Tiffany B. Brown

a mish-mosh of stuff

DMX: I’ma need you to put down the weed and pick up a paper

From DMX’s interview with XXLmag.com:

Are you following the presidential race?
Not at all.
You’re not? You know there’s a Black guy running, Barack Obama and then there’s Hillary Clinton.
His name is Barack?!
Barack Obama, yeah.
Barack?!
Barack.
What the fuck is a Barack?! Barack Obama. Where he from, Africa?
Yeah, his dad is from Kenya.
Barack Obama?
Yeah.
What the fuck?! That ain’t no fuckin’ name, yo. That ain’t that nigga’s name. You can’t be serious. Barack Obama. Get the fuck outta here.
You’re telling me you haven’t heard about him before.
I ain’t really paying much attention.
I mean, it’s pretty big if a Black…
Wow, Barack! The nigga’s name is Barack. Barack? Nigga named Barack Obama. What the fuck, man?! Is he serious? That ain’t his fuckin’ name. Ima tell this nigga when I see him, “Stop that bullshit. Stop that bullshit“ [laughs] “That ain’t your fuckin’ name.” Your momma ain’t name you no damn Barack.
  • ahmed
    not uh. stop play'n dmx. u a wild boy. u play to much
  • my brain took a week to process that stellar display of ignance.
  • Hilarious. The black nerd revolution couldn't come soon enough. I can't wait for DMX to hit the washed-up-celeb circuit on VH1 in about four years.
  • BH
    OMG. that's funnier than when X said he wanted to be a preacher on Jimmy Kimmel.
  • Let's stick to the facts at hand people...

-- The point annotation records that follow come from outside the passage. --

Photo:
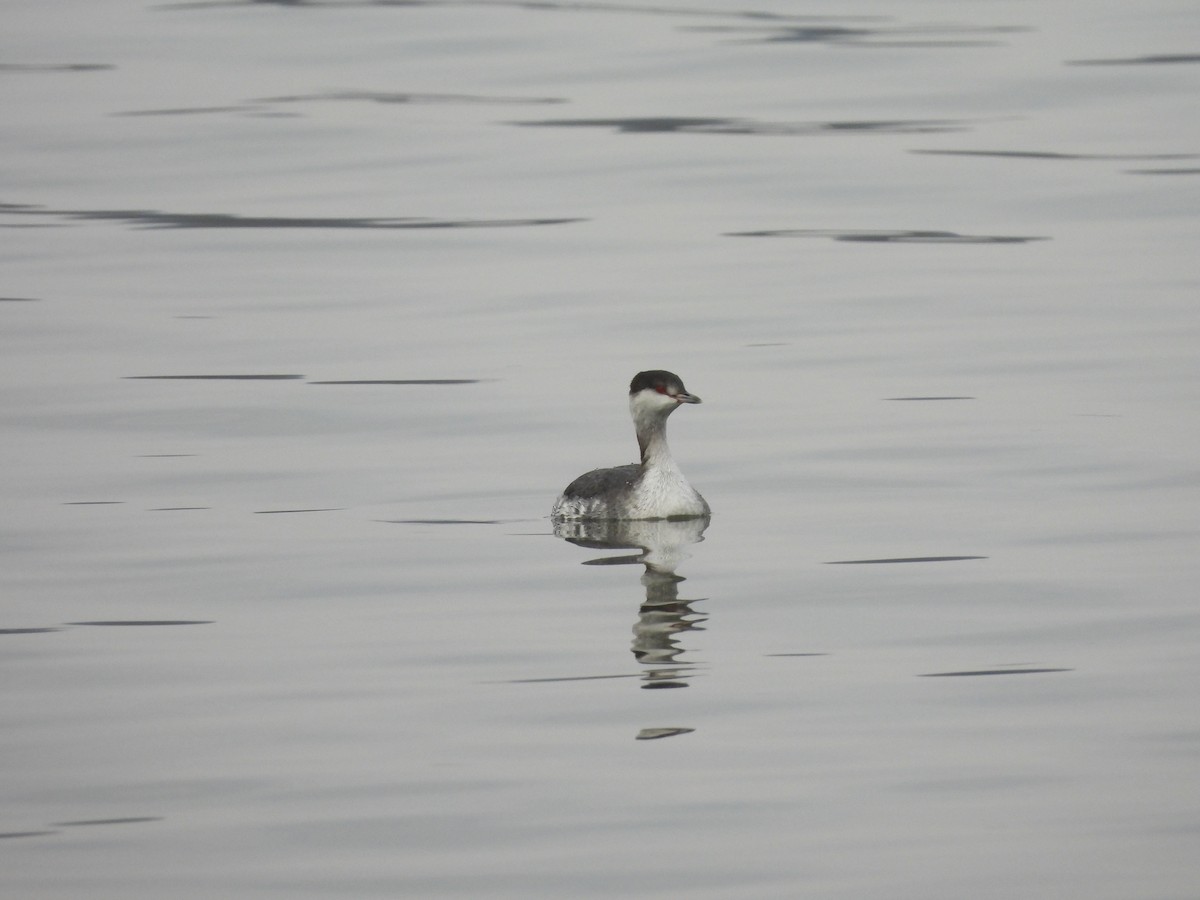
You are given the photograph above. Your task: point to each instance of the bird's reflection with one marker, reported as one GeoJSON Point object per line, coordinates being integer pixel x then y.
{"type": "Point", "coordinates": [663, 615]}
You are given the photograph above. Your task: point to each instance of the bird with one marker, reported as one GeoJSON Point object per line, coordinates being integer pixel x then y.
{"type": "Point", "coordinates": [652, 489]}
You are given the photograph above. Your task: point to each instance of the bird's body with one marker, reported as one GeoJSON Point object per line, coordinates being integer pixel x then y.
{"type": "Point", "coordinates": [652, 489]}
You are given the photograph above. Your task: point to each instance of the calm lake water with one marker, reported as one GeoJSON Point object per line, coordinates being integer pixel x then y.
{"type": "Point", "coordinates": [309, 310]}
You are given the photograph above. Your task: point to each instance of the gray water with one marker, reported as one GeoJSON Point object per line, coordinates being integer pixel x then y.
{"type": "Point", "coordinates": [310, 310]}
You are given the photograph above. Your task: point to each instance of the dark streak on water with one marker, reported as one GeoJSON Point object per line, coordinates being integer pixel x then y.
{"type": "Point", "coordinates": [153, 219]}
{"type": "Point", "coordinates": [405, 97]}
{"type": "Point", "coordinates": [659, 733]}
{"type": "Point", "coordinates": [125, 820]}
{"type": "Point", "coordinates": [262, 106]}
{"type": "Point", "coordinates": [888, 237]}
{"type": "Point", "coordinates": [681, 125]}
{"type": "Point", "coordinates": [28, 630]}
{"type": "Point", "coordinates": [899, 559]}
{"type": "Point", "coordinates": [217, 378]}
{"type": "Point", "coordinates": [55, 66]}
{"type": "Point", "coordinates": [912, 37]}
{"type": "Point", "coordinates": [447, 521]}
{"type": "Point", "coordinates": [141, 623]}
{"type": "Point", "coordinates": [993, 671]}
{"type": "Point", "coordinates": [525, 5]}
{"type": "Point", "coordinates": [406, 381]}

    We all know his momma didn't name her son "Barack".

    I know it, you know it, the people know it, Hogan knows it... (waaay inside, but funny as hell).
  • You know, crack would seem a more likely culprit for his ignorance. All the weed smokers I know have at least a cursory knowledge of politics... LOL.
  • clarification: the rumor is "crack" not weed for X.
  • It really really is.
  • He was. But the overwhelming cluelessness displayed is amazing. I mean damn, he would have had to avoid TV, radio, newspapers and people for the last four years. That's almost impressive, actually.
  • Sad, but I think he was a little insightful a few questions later:

    But it would be pretty big if we had a first Black president. That would be huge.
    I mean, I guess…. What, they gon’ give a dog a bone? There you go. Ooh, we have a Black president now. They should’ve done that shit a long time ago, we wouldn’t be in the fuckin’ position we in now. With world war coming up right now. They done fucked this shit up then give it to the Black people, “Here you take it. Take my mess.”